On a Wednesday evening, when the garden holds a Quizzo tournament, by 7 p.m. the parking lot was full. The crowd was mostly families sitting at picnic tables eating pizzas and sampling flights of beer.

"I just don't understand," said Robyn Watkins, who lives in Chestnut Hill with her husband and kids, ages 1 and 3. "It's not a place you go when you're 21 and you're going to hang out and get smashed. It's a place where families with kids who are in bed by 9 p.m. are going." She said the market had struggled, but the pizza-and-beer combo revitalized the place.

This is hardly the first time neighbors have contested an outdoor spot in Philadelphia. As pop-up gardens have gained popularity, made possible, in part, to a legal loophole, neighborhood concerns have flowed. Proposed beer gardens in Point Breeze and Fishtown were both abandoned in recent years after community outcry.

Several neighbors said the lawsuit wasn't so much about the noise, but mistrust stemming from feelings that they weren't included in plans for the beer garden's expansion.

"I think there's the mentality of we're just the whiny neighbors in the backyard," said Greg Yaeger, a 32-year-old accountant for Urban Outfitters. "But for me, this is a community where people who own businesses live and work together, and this feels like we got the one bad apple. [The owner is] not playing by the rules that Chestnut Hill has always seemed to have."

Owners Ron and Abby Pete also own the hotel next door. They declined to be interviewed. Their lawyer, Ralph Wellington, said the couple has worked to soothe neighbors' concerns. When a refrigeration truck was too loud, another was purchased. When neighbors complained about kids running around, they built more of a contained outdoor space.

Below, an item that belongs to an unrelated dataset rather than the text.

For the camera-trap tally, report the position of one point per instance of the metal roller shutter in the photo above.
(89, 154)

Wellington said he does not believe his client is violating the covenant, which when drawn up in 1981 also banned pornography stores, auto repair shops, and pinball arcades on the premises.

Quaint Chestnut Hill has been home to some high-powered fights over challenges to its time-honored ways of life. The group of neighbors fighting the beer garden includes architects, lawyers, and Realtors well-versed in the city's zoning laws. They put together a detailed, 59-page PowerPoint presentation to lay out their concerns and allegations.

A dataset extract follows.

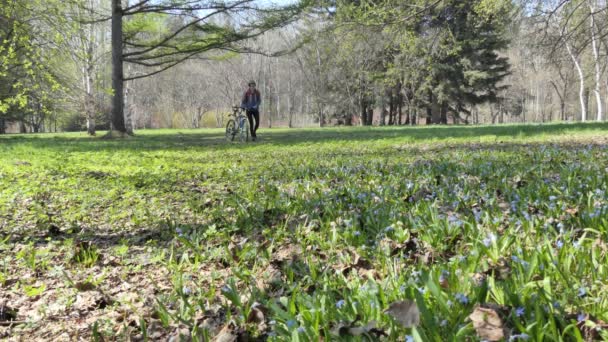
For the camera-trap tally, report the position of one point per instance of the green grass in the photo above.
(306, 233)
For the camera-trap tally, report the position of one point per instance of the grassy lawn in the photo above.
(307, 234)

Martha Hill, a local real estate agent, lives in a brick rowhouse directly behind the beer garden. On a recent sunny afternoon, she was baking granola and wrapping gifts for clients. Hill said she sees new people as key to Chestnut Hill's growth, but she worries about the development that could follow.

"The old guard is dying out," said Hill, a plaintiff in the lawsuit. "The old, WASPy biddies, they're still around, but the flavor's changing, and there's a lot of people who want to live here, and those gargantuan homes that take a lot of money to maintain, they're being sold and they're either torn down or turned into condos."

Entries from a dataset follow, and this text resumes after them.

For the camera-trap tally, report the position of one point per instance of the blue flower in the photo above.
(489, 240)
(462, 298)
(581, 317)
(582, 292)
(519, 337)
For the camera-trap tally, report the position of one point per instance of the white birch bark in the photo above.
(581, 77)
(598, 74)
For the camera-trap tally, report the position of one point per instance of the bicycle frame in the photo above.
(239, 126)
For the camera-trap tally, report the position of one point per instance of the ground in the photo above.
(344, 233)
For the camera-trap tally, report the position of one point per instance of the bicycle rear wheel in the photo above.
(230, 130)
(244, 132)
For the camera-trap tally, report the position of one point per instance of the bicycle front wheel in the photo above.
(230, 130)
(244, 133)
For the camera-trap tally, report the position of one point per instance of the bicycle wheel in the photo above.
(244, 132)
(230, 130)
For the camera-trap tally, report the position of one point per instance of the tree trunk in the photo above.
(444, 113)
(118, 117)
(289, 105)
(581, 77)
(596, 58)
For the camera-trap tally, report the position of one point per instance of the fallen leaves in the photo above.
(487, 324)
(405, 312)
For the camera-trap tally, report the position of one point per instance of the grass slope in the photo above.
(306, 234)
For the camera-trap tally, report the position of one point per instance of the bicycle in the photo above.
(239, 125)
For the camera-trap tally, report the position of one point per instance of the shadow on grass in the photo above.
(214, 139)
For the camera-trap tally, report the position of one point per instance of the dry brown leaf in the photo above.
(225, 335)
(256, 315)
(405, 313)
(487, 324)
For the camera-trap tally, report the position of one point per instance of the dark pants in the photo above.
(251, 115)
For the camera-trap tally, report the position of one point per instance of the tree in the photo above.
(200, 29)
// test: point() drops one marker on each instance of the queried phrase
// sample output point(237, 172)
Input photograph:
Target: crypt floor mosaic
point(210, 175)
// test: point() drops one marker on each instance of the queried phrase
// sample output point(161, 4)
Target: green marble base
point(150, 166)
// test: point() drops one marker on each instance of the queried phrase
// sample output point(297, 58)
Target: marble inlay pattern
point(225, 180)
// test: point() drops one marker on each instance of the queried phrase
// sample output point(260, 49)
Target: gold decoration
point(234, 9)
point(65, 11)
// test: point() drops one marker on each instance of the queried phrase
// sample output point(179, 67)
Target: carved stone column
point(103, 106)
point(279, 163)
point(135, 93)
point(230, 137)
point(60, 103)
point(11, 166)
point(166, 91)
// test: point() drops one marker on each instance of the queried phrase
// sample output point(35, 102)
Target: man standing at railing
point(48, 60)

Her biggest issue with the beer garden is the apparent violation of the covenant. If the owner can tear it up, she said, what becomes of the space in the future? The property is zoned for up to five stories of commercial space.

"We're thinking about the next round of homeowners," Hill said. "He could sell to anybody, and they can tear up that whole parking lot. Maybe they'll put up apartments, maybe they'll put up a five-story hotel. All of us feel like the flavor of Chestnut Hill is kind of cutesy, small, low, not big."